Within the Muslim community, the views are more nuanced than one might suppose. For years, there have been debates among Muslims worldwide about the niqab. Take one such debate, which goes back several centuries: within the Shafi’i rite of Sunni Islamic law, the practice is theoretically considered to be compulsory, at least according to a common position among scholars.
That explains its practice across Yemen, a predominantly Shafi’i community – but it does not explain its rarity across South-east Asia, where the overwhelming majority of Shafi’i Muslims reside. Why? Covering of the face simply does not fit with South-east Asian norms – and, as such, Shafi’i scholars in that region rely upon other legitimate positions within the Shafi’i rite, as well as in other Sunni rites, that do not regard the face veil to be compulsory.
Regardless of the Taliban’s opinion in Afghanistan, or the opinions of some government officials in the Arab world, there is not universal agreement that the niqab is an obligation, nor can one honestly say that it has no basis at all in Islamic law. Both stances are simply false. And that is that.

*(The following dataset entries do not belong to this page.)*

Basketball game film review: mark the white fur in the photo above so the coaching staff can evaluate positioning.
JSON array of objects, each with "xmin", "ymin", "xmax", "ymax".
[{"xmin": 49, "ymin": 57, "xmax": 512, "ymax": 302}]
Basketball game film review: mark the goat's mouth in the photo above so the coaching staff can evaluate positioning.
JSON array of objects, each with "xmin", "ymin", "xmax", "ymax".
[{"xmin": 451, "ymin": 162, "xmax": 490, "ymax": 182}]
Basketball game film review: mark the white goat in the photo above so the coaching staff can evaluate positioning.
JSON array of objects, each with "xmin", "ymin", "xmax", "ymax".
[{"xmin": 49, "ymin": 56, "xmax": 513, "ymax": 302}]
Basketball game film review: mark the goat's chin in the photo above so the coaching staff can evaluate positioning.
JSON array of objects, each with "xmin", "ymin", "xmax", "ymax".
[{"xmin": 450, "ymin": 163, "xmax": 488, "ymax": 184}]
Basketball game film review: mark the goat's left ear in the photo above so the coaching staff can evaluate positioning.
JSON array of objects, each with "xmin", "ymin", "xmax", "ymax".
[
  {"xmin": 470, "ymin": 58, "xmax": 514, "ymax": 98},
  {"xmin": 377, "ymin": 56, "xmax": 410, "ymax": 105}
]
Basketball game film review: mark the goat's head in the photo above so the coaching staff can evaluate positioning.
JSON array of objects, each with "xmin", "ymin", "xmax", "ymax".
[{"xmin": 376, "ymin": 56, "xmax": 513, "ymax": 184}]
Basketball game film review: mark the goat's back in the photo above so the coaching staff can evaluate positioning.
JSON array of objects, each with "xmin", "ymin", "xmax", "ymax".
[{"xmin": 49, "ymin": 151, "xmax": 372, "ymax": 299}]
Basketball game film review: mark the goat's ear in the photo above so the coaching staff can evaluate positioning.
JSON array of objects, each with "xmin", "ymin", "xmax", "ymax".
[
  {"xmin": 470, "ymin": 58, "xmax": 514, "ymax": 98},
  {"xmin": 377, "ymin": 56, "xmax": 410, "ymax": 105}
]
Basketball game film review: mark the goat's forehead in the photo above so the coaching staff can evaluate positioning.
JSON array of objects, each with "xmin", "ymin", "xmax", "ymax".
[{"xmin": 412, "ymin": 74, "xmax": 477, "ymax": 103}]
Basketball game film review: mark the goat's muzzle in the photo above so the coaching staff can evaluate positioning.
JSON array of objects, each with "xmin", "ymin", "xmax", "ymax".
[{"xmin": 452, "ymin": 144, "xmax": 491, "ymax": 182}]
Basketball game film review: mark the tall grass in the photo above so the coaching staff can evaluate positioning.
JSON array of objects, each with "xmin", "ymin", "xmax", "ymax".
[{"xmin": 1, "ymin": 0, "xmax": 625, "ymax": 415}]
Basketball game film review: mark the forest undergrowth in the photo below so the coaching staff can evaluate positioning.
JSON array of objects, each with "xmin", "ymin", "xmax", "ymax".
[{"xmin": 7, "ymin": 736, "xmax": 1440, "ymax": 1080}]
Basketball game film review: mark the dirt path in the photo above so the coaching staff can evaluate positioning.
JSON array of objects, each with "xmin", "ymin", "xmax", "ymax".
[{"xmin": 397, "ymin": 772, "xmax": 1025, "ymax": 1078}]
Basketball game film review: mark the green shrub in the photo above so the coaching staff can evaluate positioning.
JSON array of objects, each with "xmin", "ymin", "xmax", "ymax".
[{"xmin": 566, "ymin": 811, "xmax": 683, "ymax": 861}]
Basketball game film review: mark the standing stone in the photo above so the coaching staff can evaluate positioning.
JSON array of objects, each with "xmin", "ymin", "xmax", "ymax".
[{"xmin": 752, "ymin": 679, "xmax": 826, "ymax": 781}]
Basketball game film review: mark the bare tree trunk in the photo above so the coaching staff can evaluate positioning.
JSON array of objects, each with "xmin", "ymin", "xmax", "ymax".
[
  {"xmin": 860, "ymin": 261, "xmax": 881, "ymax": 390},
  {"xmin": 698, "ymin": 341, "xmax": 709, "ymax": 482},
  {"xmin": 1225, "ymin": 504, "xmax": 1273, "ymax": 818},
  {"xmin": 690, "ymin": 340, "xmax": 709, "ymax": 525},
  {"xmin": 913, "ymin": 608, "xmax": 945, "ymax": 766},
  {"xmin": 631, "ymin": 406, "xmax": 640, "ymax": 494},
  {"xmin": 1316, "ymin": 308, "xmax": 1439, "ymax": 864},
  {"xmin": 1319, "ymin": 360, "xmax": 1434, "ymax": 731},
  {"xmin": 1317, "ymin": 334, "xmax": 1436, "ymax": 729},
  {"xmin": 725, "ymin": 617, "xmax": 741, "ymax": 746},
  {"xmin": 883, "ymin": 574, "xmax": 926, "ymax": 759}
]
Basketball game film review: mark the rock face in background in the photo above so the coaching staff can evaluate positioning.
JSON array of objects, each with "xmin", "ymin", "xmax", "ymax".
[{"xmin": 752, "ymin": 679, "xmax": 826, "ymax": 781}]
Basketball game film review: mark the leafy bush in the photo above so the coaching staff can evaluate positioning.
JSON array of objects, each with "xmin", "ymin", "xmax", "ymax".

That explains why so many Muslim women in Europe today, even if they regard themselves as very pious, do not wear the niqab, and why so very, very few do. It also explains why those same people who reject wearing it equally uphold the right of others to do so. Very liberal, one could say – and in this regard, they have far more right to consider themselves the inheritors of Voltaire than the European politicians who insist on banning it.
So, if the numbers of Muslim women who don the niqab are so few, why is it such an issue in Europe? Why has France taken such an interest in it, and why is Italy threatening to follow suit, with no less than four draft bills on the subject already circulating in parliamentary committees?
In Europe, the question is linked deeply to the internal struggle on what constitutes “Europeanness”. Even before 2006, populist politicians across the continent had been trying to get the niqab banned, on the grounds that it constituted a “threat” to European values. But when Mr Straw criticised one of his constituents for wearing it, the gates were flung open.
His criticism raises important questions. Didn’t the constituent actually express her commitment to British democracy by visiting his office? What happened to the freedom of choice for any Briton to wear what he or she liked?